Man this woman usedta write and tell stories about. She would write one story about him and then she retell his story in another story. So he might appear in several stories, but he the same Nat Perrison. Kinda look like a vato, except African American.
Oh, yeah?
Then she go wait on another table. I’m thinking about them little villages in Mexico. Sometimes they shows them little villages on television, when them anthropologists goes into them little villages to study the people. They showed one of them little villages where the Spanish-looking people are the aristocrats and the Indian-looking people or the mestizos are the commoners. In some of them villages the Indian-looking people questions they status and starts rebellions, but in others they just plays the Sancho Panza to Don Quijote and don’t question theyselves being Sancho Panzas.

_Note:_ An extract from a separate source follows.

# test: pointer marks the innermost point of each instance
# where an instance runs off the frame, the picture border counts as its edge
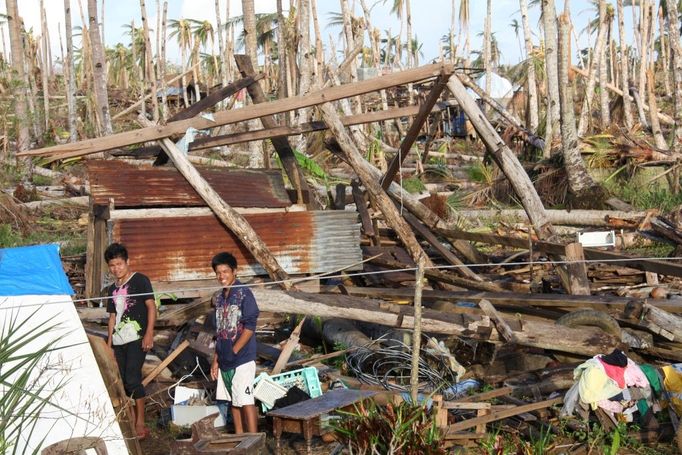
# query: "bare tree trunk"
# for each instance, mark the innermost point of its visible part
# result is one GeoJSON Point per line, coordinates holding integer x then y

Oh, yeah? she ask again when she come back to behind the bar.
Yeah, I says, though I ain’t sure if she saying Oh yeah to the conversation she having with me or Oh yeah to one of them other conversations, ’cause she be talking to me then she be talking to one of them vatos or Miguelita, then she come back and be talking to me.

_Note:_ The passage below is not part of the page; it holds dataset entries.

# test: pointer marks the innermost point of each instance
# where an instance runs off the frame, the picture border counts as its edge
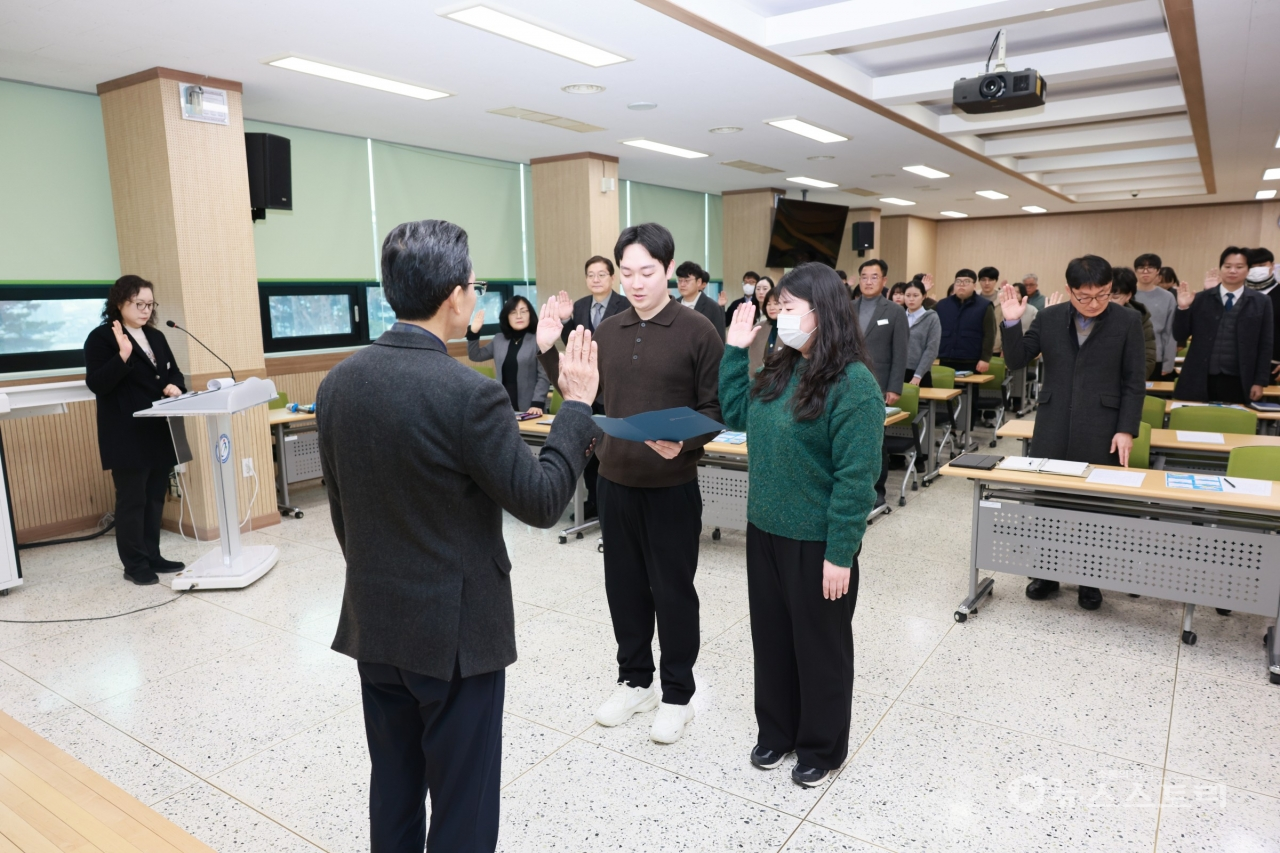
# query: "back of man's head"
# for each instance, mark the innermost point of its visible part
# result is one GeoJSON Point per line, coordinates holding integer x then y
{"type": "Point", "coordinates": [423, 261]}
{"type": "Point", "coordinates": [656, 240]}
{"type": "Point", "coordinates": [1089, 270]}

She get a Mexican beer, the one with that Indian-sounding name, though she be saying they a beer factory in Mexico with that Indian-sounding name, and open it and I glances at that vaquero but he looking at Delgadina now and Delgadina take that glance and throw it back at him ’cause they always be some man in that cantina who want her for a love interest, and then she take that beer over to the gringa, then she come back and wipe off the bar again. That vaquero he looking at the gringa now, and then one of the other mens say something to him and must be telling him who the woman is, that that Mr. Delgado woman, the owner of the restaurant-cantina woman, that her name Miguelita, and that she ain’t no puta. That beach towel one of them Acapulco towels, though she say she ain’t never been to that Acapulco. She say she been to Mexico, even to that little Mexican village where the people hide from the gringo, and she like to go to them little Mexican villages the tourists don’t know about, especially them gringo tourists. She say they a lot of them little villages in Mexico that the tourists don’t know about, and she say in one of them little villages she say they was referring to her as the gringa—not the little village where they hide from the gringo but another little village—and she be trying to explain to them that she ain’t a gringa, she a Mexican American, a Chicana, but they still be referring to her as the gringa. She say in that little village all the people look like Olmecs, them ancient Mexicans. So to them she a gringa. But in most of them other villages she say they be thinking of her as a Mexican, but from America, even that little village where they hide from gringos, though she be saying there’s some that still consider Texas to be a part of Mexico. She be telling them she from Texas. And to them that still Mexico. ’Cause like I said it people that make them borders. I bet Texas don’t know it ain’t Mexico.